Bringeth the wheel over them - He threshes them in his anger, as the wheel does the grain on the threshing-floor. Every one knows that grain was separated from its husks, in Palestine, by the feet of the oxen trampling among the sheaves, or bringing a rough-shod wheel over them. Asiatic kings often threshed their people, to bring out their property; but this is not what is intended here.

A wise king scattereth the wicked, and bringeth the (h) wheel over them.
(h) Which was a kind of punishment then used.

A wise king scattereth the wicked,.... Or "fans them away" (i); separates them from his good counsellors, courtiers, and subjects; scatters them from his presence and court, and breaks their counsels and confederacies one with another; he discovers, discountenances, and discourages them; See Gill on Proverbs 20:8;
and bringeth the wheel over them; alluding to the custom of the eastern nations turning a cart wheel over the grain in threshing it out, and agreeably to the metaphor in the preceding clause; see Isaiah 28:27. Though some think it refers to a sort of punishment inflicted on malefactors in those times and countries, by putting them under harrows drawn on wheels, as breaking upon the wheel has been since used; see 2-Samuel 12:31. The Arabic version understands it of exile. Jarchi interprets the wise king of the Lord, and the wicked of Pharaoh and his host, on whom he brought the wheel, or gave measure for measure, and punished in a way of retaliation; and to this sense it is by some (k) interpreted,
"as the wheel turns over, just in the same place, so as the wicked hath done, it shall be done to them.''
It may be applied to Christ, the wise King, who scatters all his and our enemies; whose fan is in his hand, and he wilt thoroughly purge his floor, Matthew 3:12.
(i) "ventilat", Junius & Tremellius, Schultens. (k) Vid. Schindler. Lexic. col. 109. & Weemse's Christ. Synagog. l. 1. c. 6. s. 8. p. 187.

Justice should crush the wicked, and separate them from the virtuous.

(Compare Proverbs 20:8).
bringeth . . . over them--The wheel was used for threshing grain. The figure denotes severity (compare Amos 1:3).

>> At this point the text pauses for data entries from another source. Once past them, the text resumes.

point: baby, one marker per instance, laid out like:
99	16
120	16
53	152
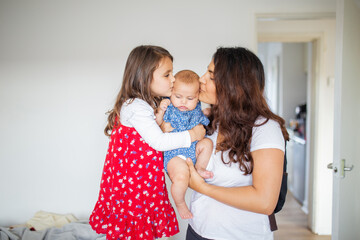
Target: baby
183	113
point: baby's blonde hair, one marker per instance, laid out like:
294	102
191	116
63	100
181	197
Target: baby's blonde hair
187	77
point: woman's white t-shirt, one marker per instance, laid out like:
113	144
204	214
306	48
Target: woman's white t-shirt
140	115
215	220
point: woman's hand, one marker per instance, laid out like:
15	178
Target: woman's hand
196	182
166	127
197	133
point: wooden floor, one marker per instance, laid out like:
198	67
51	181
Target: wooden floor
292	223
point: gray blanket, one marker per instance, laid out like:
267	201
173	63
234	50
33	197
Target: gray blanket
73	231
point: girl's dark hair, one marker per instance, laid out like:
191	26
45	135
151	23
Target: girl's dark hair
239	81
138	74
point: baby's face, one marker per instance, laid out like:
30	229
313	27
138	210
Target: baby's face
185	96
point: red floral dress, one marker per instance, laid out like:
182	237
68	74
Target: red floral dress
133	202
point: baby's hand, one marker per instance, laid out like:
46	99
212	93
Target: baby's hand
207	111
160	111
164	104
166	127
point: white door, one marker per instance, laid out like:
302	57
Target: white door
346	194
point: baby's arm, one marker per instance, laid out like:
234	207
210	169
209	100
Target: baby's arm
142	118
203	153
161	111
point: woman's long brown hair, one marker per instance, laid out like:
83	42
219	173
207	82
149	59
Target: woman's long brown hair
239	81
138	74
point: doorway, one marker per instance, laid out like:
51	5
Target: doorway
317	37
288	72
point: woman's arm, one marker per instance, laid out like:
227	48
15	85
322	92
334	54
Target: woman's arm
261	197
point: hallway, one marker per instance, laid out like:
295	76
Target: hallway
292	223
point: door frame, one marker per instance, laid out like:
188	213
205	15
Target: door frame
318	41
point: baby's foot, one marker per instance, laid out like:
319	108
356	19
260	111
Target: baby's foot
205	174
184	211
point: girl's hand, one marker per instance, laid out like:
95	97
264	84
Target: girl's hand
206	111
166	127
164	104
196	182
197	133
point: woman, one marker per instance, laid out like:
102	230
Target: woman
248	154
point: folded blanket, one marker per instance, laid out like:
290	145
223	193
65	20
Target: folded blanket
80	230
43	220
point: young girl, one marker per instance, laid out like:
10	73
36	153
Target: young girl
133	201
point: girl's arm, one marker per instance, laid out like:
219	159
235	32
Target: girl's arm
261	197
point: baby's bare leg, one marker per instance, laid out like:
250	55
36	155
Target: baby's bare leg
203	154
179	174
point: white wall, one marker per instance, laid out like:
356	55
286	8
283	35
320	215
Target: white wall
61	64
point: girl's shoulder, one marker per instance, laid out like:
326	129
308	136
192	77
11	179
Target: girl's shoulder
267	134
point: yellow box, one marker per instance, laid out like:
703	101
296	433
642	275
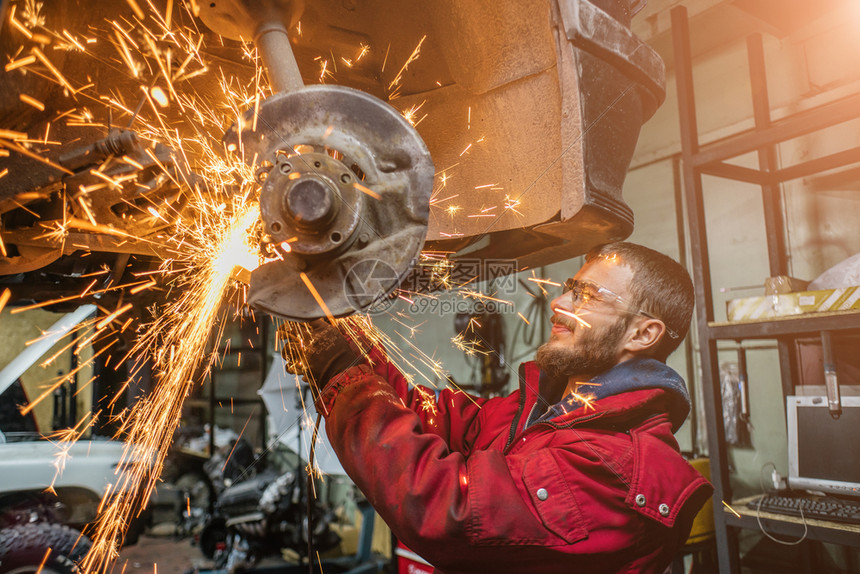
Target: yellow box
784	304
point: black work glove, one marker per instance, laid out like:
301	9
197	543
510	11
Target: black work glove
316	350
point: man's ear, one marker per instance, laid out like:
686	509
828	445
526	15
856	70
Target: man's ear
644	334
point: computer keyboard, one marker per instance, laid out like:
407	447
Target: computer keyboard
814	507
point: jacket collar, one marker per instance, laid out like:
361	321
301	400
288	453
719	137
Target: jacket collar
608	393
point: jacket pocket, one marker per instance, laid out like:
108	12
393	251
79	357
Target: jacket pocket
552	497
664	484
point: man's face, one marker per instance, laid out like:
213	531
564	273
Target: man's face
587	337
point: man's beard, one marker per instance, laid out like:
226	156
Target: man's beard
594	353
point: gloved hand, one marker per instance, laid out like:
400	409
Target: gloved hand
316	350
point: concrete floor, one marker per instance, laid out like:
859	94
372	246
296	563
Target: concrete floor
161	555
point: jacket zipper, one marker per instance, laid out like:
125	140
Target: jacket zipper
522	375
556	426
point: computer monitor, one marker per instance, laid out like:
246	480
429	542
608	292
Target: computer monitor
823	452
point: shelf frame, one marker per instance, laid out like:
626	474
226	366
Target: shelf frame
712	159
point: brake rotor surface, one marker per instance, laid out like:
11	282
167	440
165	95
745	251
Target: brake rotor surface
347	180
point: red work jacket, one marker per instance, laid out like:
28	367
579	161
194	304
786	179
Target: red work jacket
463	484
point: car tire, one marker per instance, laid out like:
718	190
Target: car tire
23	549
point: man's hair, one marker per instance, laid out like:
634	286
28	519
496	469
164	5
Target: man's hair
660	286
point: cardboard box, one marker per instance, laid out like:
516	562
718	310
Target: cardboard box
785	304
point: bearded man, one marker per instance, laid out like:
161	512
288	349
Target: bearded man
577	471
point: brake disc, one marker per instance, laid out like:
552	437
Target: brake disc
346	184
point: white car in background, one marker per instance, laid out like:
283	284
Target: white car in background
42	507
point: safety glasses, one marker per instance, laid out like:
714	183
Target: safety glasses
583	292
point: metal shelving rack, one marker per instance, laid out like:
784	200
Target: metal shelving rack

26 A wise king winnoweth the godless,
And bringeth over them the wheel.
A variant to Proverbs 20:8, but here with the following out of the figure of the winnowing. For אופן with מזרה is, without doubt, the wheel of the threshing-cart, עגלה, Isaiah 28:27.; and thus with מזרה, the winnowing fork, מזרה is to be thought of; vid., a description of them along with that of the winnowing shovel, רחת, in Wetzstein's Excursus to Isaiah., p. 707ff. We are not to think of the punishment of the wheel, which occurs only as a terrible custom of war (e.g., Amos 1:3). It is only meant that a wise king, by sharp and vigorous procedure, separates the godless, and immediately visits them with merited punishment, as he who works with the winnowing shovel gives the chaff to the wind. Most ancient interpreters think on אופן (from אפן, vertere) in its metaphorical meaning: τρόπος (thus also Lwenstein, he deals with them according to merit), or the wheel of fortune, with reference to the constellations; thus, misfortune (Immanuel, Meri). Arama, Oetinger, and others are, however, on the right track.

The wheel - As the cart - wheel was anciently turned over the sheaves to beat the corn out of them. He punishes them as their offences deserve.